With data sharing comes responsibility. How can we make sure that data collection and processing by companies and governments is in the public interest? This question has particular urgency in the developing world – but not just there. “Vulnerable people have the most to gain but also the most to lose in this data-driven economy if we don’t think hard about rights and about trust,” stated Claire Melamed in her keynote speech at the conference.

Lack of regulation and risk of exploitation

“We generate data just by virtue of our existence,” said Nanjala Nyabola, a writer and digital rights activist from Kenya, in an interview after the conference. “We need to have the right as individuals to determine how the data is used.” Kenya is a prime example of a country that rushed to adopt technological innovations in the absence of sufficient regulatory boundaries for the collection, transfer and use of data. The Kenyan government has introduced a controversial digital identity system (see Nyabola’s commentary here), which promised more efficient government services but ended up exacerbating ethnic discrimination. The British data analysis firm Cambridge Analytica, which was accused of abusing Facebook data to influence US voters in 2016, was reportedly also engaged in voter manipulation in the Kenyan election of 2017.

At the conference, Nyabola warned that the way that governments and companies turned individuals’ data into a commodity, was leading to what she calls “digital colonialism” – a system, in which citizens are not empowered by technology but suppressed and exploited. Many discussions at the meeting revolved around putting in place the right safeguards and governance to ensure the responsible use of data.

On a technical level, data scientist Stefaan Verhulst proposed the role of “data stewards” who should audit public-private data sharing and conduct risk assessments. On a societal level, Claire Melamed called for a “new social contract” between governments and the people they govern to ensure that digital innovation is built around the ethical and transparent use of data. On a global level, conference participants discussed differing approaches to cross-border data flows – while some countries include digital products in bilateral or multilateral trade agreements, others erect barriers for data exports (data localization).

Another topic was the need for regulations to protect personal data or prevent bias in algorithmic decision-making. It was noted that the world’s leading technological power, the United States, had no comprehensive privacy legislation. At the same time, many countries in the developing world were modeling such laws on the European Union’s General Data Protection Regulation (GDPR), but were struggling with the implementation.

(More) Data for (Better) Measurement?



In the end, the experts sought to chart a middle path between enthusiasm for the data economy and the realization of its limits. In a video interview on the sidelines of the conference, the World Bank’s Vivien Foster warned that populations with low (digital) literacy rates, low purchasing power and possibly weak governance structures were more likely to miss out on the benefits of the data-driven economy, while their needs were less likely to be registered in data collection efforts. “Before we get really excited about data for development we have to ask, what does it mean for a poor subsistence farmer in Nigeria, operating in a barter economy - does data really bring promise? Can data help poor people who might not even leave their own data trail to be analyzed and processed for policy responses?”

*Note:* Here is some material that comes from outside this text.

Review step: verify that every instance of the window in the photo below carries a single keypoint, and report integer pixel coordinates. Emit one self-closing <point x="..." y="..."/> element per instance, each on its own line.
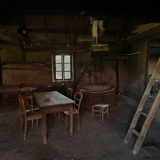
<point x="62" y="67"/>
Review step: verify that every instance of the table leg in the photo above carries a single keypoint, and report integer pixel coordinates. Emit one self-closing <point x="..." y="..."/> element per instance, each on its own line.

There was agreement that data collection should not be an end in itself. Because even if the Nigerian farmer left a data trail, would the information gleaned from it actually lead to better measurements and from there to more targeted action? Claire Melamed sounded a note of caution in her speech: “Too often we become enamored with the technical solutions that data can provide. We need to be able to pause and consider whether a data driven-solution is truly best in a given situation.”